Pakistan alongside extended a hand, first by placatory remarks of its army chief and, after the election, of their champion, Imran Khan. Besides, they are under pressure to behave by the United States, best exemplified by the cut-off of USD 300 million to the army.

Self-restraint helps defuse the terrorism tag that India has tried to foist on them and the indigeneity of disaffection and its expression lends credence to their line on self-determination as a holdover from Partition.

Despite knowing this, India continues to go after novice militants, having put away 260 over the past two years. A central armed police chief testified to their limited ‘shelf-life’. This only proves that these days hardened (Pakistani) terrorists are few and far between. This continuing punishment of the Kashmiris for defiance plays to the ruling party’s base in Jammu and elsewhere.

A counter insurgency expert dismissed comparison of the current unrest with the nineties, pointing to a high of some 4000 deaths towards the end of that period. Such bean-counts neglect another yardstick of comparison, that of societal memory. To some, India’s crushing response then has - inter-alia - brought the current crop of youth to the streets and into militancy.

The Concerned Citizen’s Group reports that the Kashmiri youth is not under anyone’s control and there is a glamourisation of violent death.

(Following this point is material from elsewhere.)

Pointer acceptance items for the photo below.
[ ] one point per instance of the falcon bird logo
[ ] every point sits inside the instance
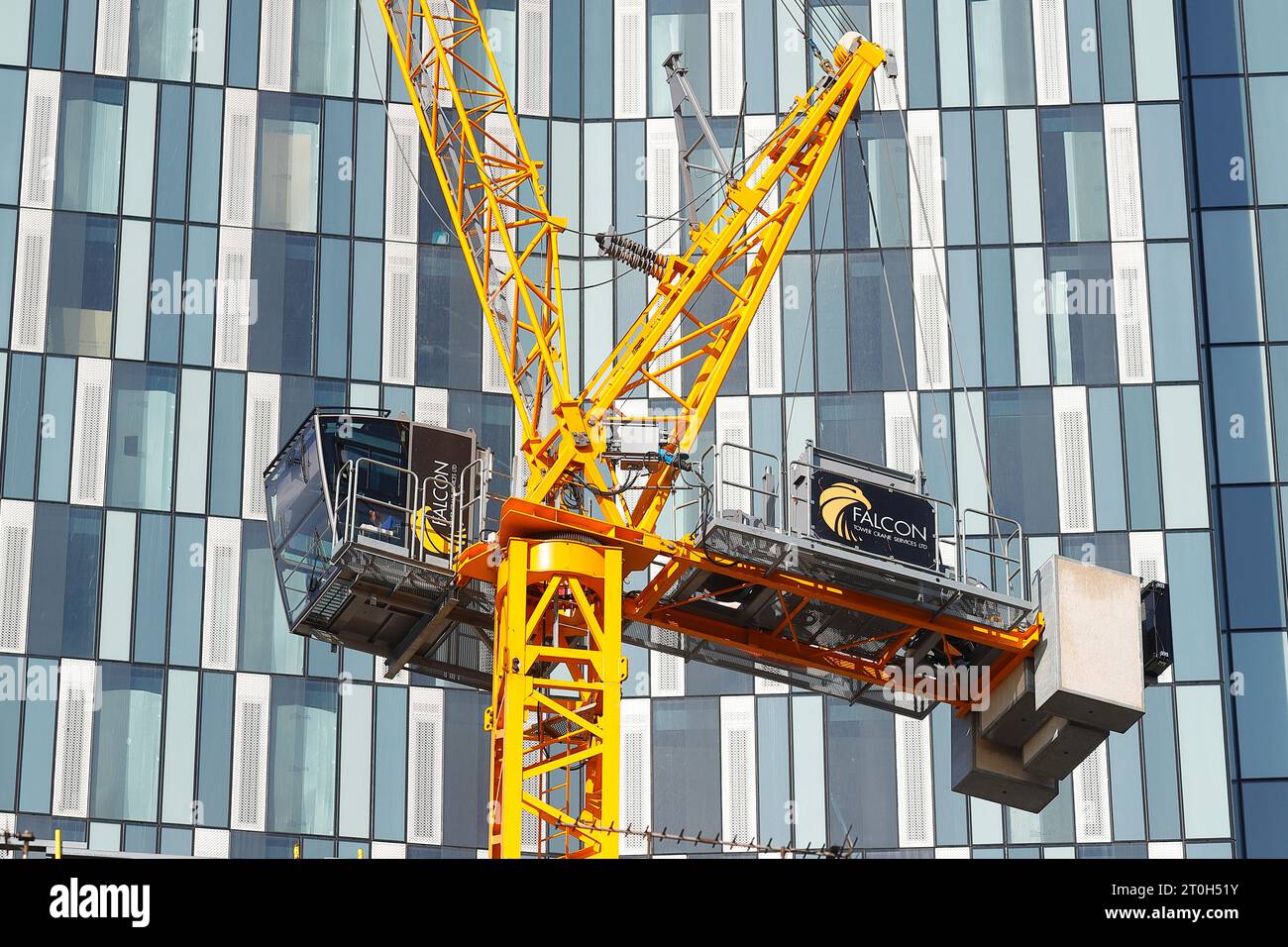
(835, 502)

Not only will the current generation be reckonable politically for another three decades, but those following in their footsteps will be available as cannon fodder in another decade.

The upshot is that a strategic view militates against adding unnecessary grist to the militancy.

If this bypasses Doval then it’s the NSA playing politics, not doing strategy.

A strategy would constitute using the cabinet rank special interlocutor doing the rounds in Kashmir for the past year appropriately. At the start of the year, the army chief seemingly laid out the strategy, saying, ‘The political initiative and all the other initiatives must go simultaneously hand-in-hand and only if all of us function in synergy, we can bring lasting peace in Kashmir. It has to be a politico-military approach that we have to adopt.’

Rather than synergy, politicking with and in Kashmir continues. Moves are afoot under a political governor – reportedly sharing his alma mater with the NSA - to foist another coalition on Kashmiris, possibly with a Jammu-origin chief minister or one reliant on a Jammu-based crutch. Rightly, such moves have been called out as impelled by the political calculus of the ruling party as it heads into elections. Doval stands to enter history as an apparatchik.

A Hindi-Hindu-Hindustan image of India also exacts collateral damage. It sends the message that the framework agreement in place for Nagaland – a centerpiece peace initiative of the Modi-Doval duo - cannot be turned into comprehensive peace, since the government cannot countenance innovative federal constitutional arrangements. Perhaps this is what holds up a promising peace initiative. Another instance of the promise of peace being held hostage to an ideology.

The NSA who is apparently playing to the Hindutva gallery needs reminding of his role as buffer, insulating grand strategy from ideological politics.